Bain & Company estima que, aunque las ventas en el comercio electrónico están creciendo a tasas de dos dígitos, el 90% de las ventas minoristas sigue registrándose aún en las tiendas físicas. Según datos aportados en el informe, las ventas totales en e-commerce aumentaron en noviembre un 16% respecto al mismo período del año pasado. Las ventas a través del móvil, incluidas las compras utilizando teléfonos inteligentes y tabletas, representaron más de una cuarta parte de las ventas de comercio electrónico durante el Cyber Monday, frente al 20% que se registró el año pasado.

Los consumidores gastan más online durante el periodo navideño de lo que hacen el resto del año.
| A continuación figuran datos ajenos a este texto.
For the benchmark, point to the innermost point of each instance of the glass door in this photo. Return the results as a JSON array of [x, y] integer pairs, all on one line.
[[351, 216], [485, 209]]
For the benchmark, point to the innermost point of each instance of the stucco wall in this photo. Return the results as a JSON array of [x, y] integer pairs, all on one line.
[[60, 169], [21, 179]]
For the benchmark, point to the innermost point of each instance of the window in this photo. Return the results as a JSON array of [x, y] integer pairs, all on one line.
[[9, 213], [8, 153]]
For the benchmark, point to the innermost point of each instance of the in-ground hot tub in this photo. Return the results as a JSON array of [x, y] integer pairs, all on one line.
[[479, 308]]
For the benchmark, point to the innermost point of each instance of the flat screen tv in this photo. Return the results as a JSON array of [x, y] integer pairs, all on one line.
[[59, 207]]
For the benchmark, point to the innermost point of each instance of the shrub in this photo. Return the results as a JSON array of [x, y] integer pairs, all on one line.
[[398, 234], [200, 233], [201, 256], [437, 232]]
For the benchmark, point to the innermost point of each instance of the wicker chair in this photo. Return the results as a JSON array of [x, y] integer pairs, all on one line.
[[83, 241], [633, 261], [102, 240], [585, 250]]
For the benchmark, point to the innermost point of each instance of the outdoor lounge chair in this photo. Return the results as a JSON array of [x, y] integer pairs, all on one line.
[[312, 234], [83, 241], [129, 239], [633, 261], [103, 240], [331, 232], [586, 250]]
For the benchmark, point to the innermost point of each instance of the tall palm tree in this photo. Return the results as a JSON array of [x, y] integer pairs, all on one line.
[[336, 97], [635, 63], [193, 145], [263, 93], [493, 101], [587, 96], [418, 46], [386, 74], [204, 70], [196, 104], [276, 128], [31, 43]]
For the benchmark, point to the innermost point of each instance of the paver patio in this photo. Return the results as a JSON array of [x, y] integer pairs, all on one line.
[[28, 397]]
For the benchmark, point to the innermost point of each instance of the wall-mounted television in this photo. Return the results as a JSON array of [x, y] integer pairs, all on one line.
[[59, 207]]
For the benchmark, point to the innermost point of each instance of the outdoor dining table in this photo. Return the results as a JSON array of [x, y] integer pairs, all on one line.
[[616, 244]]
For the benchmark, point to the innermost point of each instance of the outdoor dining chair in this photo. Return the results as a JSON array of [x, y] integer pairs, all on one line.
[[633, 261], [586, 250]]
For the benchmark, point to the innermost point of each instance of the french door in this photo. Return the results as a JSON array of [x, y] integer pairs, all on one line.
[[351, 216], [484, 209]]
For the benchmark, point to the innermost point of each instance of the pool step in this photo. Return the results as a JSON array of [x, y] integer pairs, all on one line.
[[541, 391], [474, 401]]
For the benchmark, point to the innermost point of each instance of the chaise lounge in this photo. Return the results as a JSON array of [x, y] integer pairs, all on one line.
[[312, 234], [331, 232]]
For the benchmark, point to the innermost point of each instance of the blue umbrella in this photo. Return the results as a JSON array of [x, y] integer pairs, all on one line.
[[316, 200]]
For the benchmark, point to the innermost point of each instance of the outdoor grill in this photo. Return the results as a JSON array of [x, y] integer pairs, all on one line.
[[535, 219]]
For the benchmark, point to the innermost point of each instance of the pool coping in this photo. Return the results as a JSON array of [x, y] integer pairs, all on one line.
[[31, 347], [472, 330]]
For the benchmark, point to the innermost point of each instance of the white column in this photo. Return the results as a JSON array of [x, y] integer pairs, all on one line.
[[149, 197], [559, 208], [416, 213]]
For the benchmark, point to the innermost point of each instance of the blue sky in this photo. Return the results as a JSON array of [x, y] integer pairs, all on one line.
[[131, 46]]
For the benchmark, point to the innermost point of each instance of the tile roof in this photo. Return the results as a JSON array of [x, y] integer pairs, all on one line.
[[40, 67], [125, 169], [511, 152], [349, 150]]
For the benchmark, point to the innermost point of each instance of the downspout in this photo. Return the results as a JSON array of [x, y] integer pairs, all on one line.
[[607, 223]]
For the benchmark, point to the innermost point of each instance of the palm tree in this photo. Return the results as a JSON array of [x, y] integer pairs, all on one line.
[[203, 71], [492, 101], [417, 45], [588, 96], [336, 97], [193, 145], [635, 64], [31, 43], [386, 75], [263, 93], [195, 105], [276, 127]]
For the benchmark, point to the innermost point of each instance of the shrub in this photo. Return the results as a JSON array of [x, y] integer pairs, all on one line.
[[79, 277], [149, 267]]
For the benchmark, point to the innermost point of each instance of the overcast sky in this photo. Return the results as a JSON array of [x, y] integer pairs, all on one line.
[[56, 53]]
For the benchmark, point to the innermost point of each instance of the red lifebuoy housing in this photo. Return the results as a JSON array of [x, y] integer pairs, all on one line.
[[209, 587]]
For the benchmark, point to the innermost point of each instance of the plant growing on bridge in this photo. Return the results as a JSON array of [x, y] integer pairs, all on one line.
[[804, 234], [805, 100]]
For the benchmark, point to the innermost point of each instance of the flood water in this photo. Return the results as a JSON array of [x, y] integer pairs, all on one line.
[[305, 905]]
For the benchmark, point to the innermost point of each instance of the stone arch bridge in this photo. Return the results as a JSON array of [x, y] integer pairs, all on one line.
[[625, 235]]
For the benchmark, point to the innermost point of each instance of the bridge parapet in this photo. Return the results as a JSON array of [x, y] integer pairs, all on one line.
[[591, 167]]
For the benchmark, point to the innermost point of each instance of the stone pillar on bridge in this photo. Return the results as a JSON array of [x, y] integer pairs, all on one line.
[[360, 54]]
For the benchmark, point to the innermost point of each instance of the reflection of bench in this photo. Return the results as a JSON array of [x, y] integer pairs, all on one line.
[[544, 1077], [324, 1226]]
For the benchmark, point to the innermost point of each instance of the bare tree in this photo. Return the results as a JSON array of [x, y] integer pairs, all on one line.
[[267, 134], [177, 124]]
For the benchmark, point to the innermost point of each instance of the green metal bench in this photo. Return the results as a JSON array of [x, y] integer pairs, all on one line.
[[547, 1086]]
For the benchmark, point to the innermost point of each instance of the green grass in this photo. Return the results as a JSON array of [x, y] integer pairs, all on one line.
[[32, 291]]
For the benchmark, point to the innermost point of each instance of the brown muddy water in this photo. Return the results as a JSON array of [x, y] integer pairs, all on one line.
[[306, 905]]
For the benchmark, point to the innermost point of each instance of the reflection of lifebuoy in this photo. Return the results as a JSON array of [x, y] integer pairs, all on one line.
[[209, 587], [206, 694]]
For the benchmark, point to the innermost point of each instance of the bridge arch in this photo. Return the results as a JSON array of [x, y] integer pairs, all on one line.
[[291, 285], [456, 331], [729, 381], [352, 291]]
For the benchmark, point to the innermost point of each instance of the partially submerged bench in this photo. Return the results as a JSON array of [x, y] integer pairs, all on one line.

El año pasado, la penetración las ventas online alcanzó un promedio del 10% de todas las ventas al por menor realizadas de enero a octubre, frente al 12% registradas durante los meses de noviembre y diciembre.

Por otra parte, según datos de Foursquare, las visitas a las tiendas físicas también se elevan aproximadamente un 30% durante los meses de noviembre y diciembre con respecto al resto del año. Las visitas aumentan conforme se acerca la Navidad. El pasado año pasado se registró un aumento del 70% en el tráfico a pie en la semana previa a Nochebuena con respecto al tráfico durante los periodos no festivos. Además, estos patrones varían por sector. Los minoristas que venden productos que los clientes normalmente quieren ver y tocar antes de comprar experimentaron una mayor subida en las visitas a sus tiendas que aquellos que venden bienes más fáciles de comprar online.